[<prev] [next>] [<thread-prev] [day] [month] [year] [list]
Message-ID: <e8fe4566bbd9490f6244c80fb4c6e0ea@codeaurora.org>
Date: Wed, 18 Dec 2019 12:16:28 -0800
From: nguyenb@...eaurora.org
To: Greg KH <gregkh@...uxfoundation.org>
Cc: ulf.hansson@...aro.org, robh+dt@...nel.org,
linux-mmc@...r.kernel.org, linux-kernel@...r.kernel.org,
asutoshd@...eaurora.org, cang@...eaurora.org,
"Bao D. Nguyen" <nguyenb@...cinc.com>
Subject: Re: [<PATCH v1> 9/9] mmc: sd: Fix trivial SD card issues
On 2019-12-18 00:29, Greg KH wrote:
> On Mon, Dec 16, 2019 at 06:50:42PM -0800, Bao D. Nguyen wrote:
>> From: "Bao D. Nguyen" <nguyenb@...cinc.com>
>>
>> Fix various trivial SD card issues.
>
> There are a number of real bugfixes in here, please split these out and
> put them at the beginning of the series so that they can be backported
> to the stable kernel tree.
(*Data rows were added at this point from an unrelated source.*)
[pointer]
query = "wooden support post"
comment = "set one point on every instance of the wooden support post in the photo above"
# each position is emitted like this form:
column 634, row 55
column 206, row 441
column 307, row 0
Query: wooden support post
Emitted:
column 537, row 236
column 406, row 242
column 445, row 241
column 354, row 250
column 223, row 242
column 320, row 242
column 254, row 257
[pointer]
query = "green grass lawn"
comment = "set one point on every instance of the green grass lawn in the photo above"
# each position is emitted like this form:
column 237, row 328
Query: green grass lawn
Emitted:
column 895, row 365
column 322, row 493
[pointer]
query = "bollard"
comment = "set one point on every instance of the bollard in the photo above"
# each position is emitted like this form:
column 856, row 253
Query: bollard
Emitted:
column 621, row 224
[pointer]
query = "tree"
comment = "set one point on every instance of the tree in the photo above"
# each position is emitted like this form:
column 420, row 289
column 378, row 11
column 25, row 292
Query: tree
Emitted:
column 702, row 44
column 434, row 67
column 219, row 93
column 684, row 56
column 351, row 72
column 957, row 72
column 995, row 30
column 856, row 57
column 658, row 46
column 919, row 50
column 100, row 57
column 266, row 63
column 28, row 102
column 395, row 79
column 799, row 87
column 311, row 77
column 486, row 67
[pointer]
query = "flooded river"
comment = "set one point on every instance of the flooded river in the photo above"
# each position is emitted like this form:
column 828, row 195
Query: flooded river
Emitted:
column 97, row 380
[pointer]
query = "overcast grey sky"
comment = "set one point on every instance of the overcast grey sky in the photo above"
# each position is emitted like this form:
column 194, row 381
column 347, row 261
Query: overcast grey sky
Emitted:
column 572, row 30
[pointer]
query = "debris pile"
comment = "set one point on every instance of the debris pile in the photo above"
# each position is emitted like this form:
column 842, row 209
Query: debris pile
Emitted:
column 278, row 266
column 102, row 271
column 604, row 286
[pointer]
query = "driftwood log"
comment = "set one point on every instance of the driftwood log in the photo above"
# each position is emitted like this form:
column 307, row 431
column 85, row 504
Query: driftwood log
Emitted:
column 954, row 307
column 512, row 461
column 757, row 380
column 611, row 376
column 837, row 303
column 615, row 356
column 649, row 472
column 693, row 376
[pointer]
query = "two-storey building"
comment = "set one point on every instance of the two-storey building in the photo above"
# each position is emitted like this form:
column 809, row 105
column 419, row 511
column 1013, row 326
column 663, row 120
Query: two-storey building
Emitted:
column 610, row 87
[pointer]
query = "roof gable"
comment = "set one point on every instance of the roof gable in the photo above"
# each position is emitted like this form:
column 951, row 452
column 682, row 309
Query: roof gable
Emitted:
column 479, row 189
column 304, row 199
Specifics below:
>
>>
>> Signed-off-by: Bao D. Nguyen <nguyenb@...eaurora.org>
>> ---
>> drivers/mmc/core/block.c | 4 ++--
>> drivers/mmc/core/bus.c | 13 +++++++++++++
>> drivers/mmc/core/core.c | 13 ++++++++-----
>> drivers/mmc/core/sd.c | 9 ++++++---
>> 4 files changed, 29 insertions(+), 10 deletions(-)
>>
>> diff --git a/drivers/mmc/core/block.c b/drivers/mmc/core/block.c
>> index 95b41c0..200882d 100644
>> --- a/drivers/mmc/core/block.c
>> +++ b/drivers/mmc/core/block.c
>> @@ -653,13 +653,13 @@ static int mmc_blk_ioctl_cmd(struct mmc_blk_data
>> *md,
>> struct request *req;
>>
>> idata = mmc_blk_ioctl_copy_from_user(ic_ptr);
>> - if (IS_ERR(idata))
>> + if (IS_ERR_OR_NULL(idata))
>
> How can this function ever return NULL?
>
>> return PTR_ERR(idata);
>
> If NULL was returned, are you sure you can return 0 here? That implies
> that all went well, when obviously it did not.
>
> But again, I do not see how mmc_blk_ioctl_copy_from_user() can return
> NULL, do you?
>
>> /* This will be NULL on non-RPMB ioctl():s */
>> idata->rpmb = rpmb;
>>
>> card = md->queue.card;
>> - if (IS_ERR(card)) {
>> + if (IS_ERR_OR_NULL(card)) {
>
> How can card be NULL?
>
>> err = PTR_ERR(card);
>
> Again, returning "success" is ok? Are you sure?
>
>> goto cmd_done;
>> }
>> diff --git a/drivers/mmc/core/bus.c b/drivers/mmc/core/bus.c
>> index 74de3f2..fb17d21 100644
>> --- a/drivers/mmc/core/bus.c
>> +++ b/drivers/mmc/core/bus.c
>> @@ -131,6 +131,16 @@ static void mmc_bus_shutdown(struct device *dev)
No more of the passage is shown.